SUMER : par exemple, un médecin ayant recours régulièrement à l’assistance d’un IPRP pour des problématiques de risques chimiques se montrera moins anxieux vis-à-vis de la partie « agents chimiques » du questionnaire, même s’il ne sollicite pas directement cet IPRP pour l’enquête, parce que les problématiques « risques chimiques » de son effectif auront été plus clairement identifiées en amont23.

L’impact des conditions de recueil de données sur la partie « agents chimiques » : le risque d’une sous-déclaration

Les risques chimiques et leur évaluation apparaissent d’autant plus stressants aux médecins et à leurs équipes que l’effectif (les entreprises, les postes) a été affecté récemment ou reste peu connu malgré une affectation plus ancienne, du fait de la surcharge de travail. Ainsi, faire face à la rubrique « agents chimiques » n’est pas simplement plus difficile pour une infirmière que pour un médecin. Dans un contexte où les entreprises et les postes sont connus et que le travail est fait en amont, il est aussi simple pour une infirmière que pour un médecin de répondre aux questions.

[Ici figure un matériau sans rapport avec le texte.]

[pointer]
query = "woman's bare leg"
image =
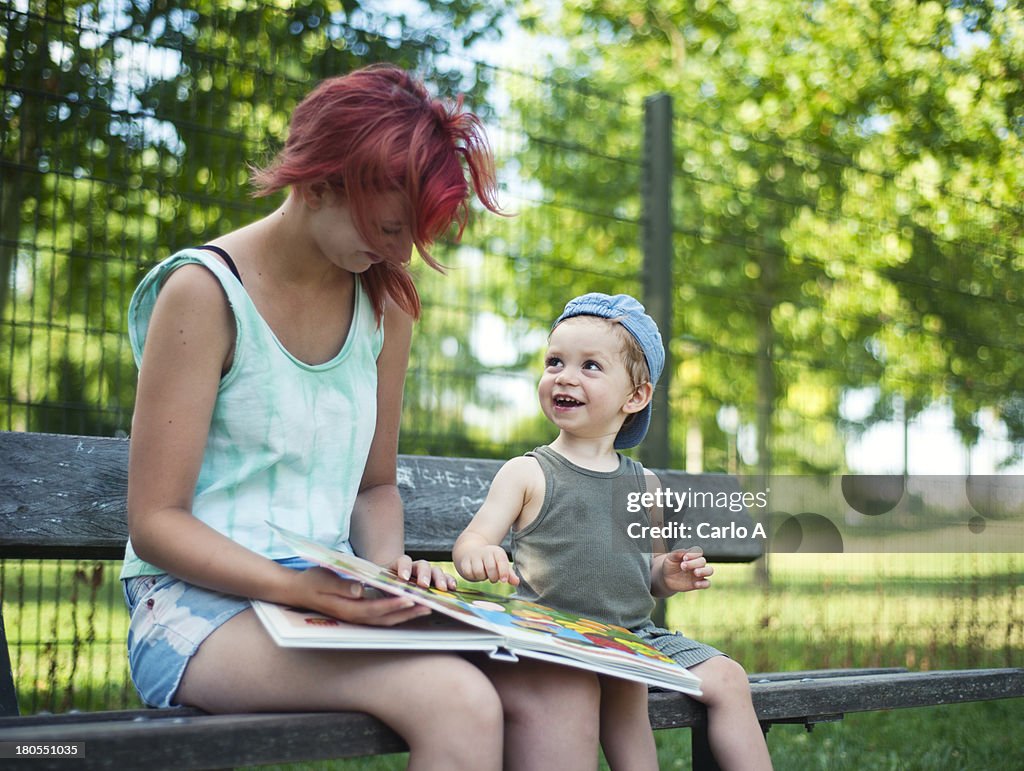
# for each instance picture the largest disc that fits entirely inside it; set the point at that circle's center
(626, 735)
(444, 708)
(551, 715)
(733, 730)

Le caractère pléthorique et aléatoire des situations d’expositions aux risques chimiques est à son comble pour les médecins ou les équipes qui suivent des salariés intérimaires. Or, la part d’intérimaires parmi les répondants est en fort recul entre 2010 et 2017. Ce recul semble confirmer que cette population est particulièrement difficile à suivre, et aussi, de ce fait même, que les médecins du travail qui la suivent n’ont pas souhaité se porter volontaires. Par définition, ils ne peuvent pas connaître tous les postes ni toutes les structures d’accueil, ce qui rend une enquête comme SUMER beaucoup plus coûteuse en temps.

Il y a donc là aussi un continuum par rapport aux risques chimiques, qui ne dépend pas seulement des connaissances du médecin, mais de conditions d’exercice plus ou moins favorables, que l’on peut jauger avec l’aide des questions suivantes :

- exerce-t-il depuis longtemps sur le même secteur, avec ou sans infirmière ?

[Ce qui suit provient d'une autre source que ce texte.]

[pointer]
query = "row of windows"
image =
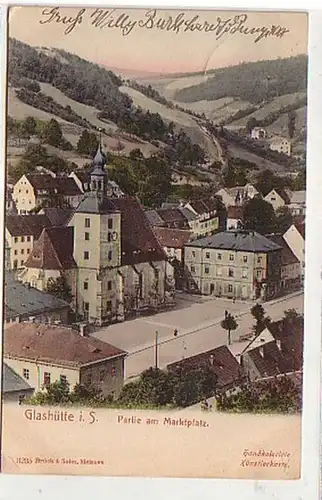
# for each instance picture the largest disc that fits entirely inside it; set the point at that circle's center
(88, 223)
(22, 239)
(231, 257)
(102, 375)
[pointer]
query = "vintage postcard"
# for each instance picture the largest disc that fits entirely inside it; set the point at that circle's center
(154, 242)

- a-t-il régulièrement accès à l’assistance d’un IPRP spécialisé dans le domaine des risques chimiques ?

- exerce-t-il sur un secteur à géométrie variable et avec une forte tension sur les visites (peu de temps pour l’action en milieu de travail) ?

- son effectif se concentre-t-il sur des agences de travail temporaires ?

23 On verra par la suite que la solidité de l’assistance pluridisciplinaire sur les risques chimiques est un facteur qui incite les médecins à penser qu’ils ont « eu de la chance » dans le recueil de données sur les expositions aux risques chimiques. Voir citation page 52 (femme, médecin du travail, plus de 60 ans, entretien collectif).

En fonction de ces éléments, qui affectent bien entendu les conditions de recueil de données dans leur ensemble, nous avons particulièrement noté que la partie « agents chimiques » du questionnaire pourra être perçue très différemment par les équipes.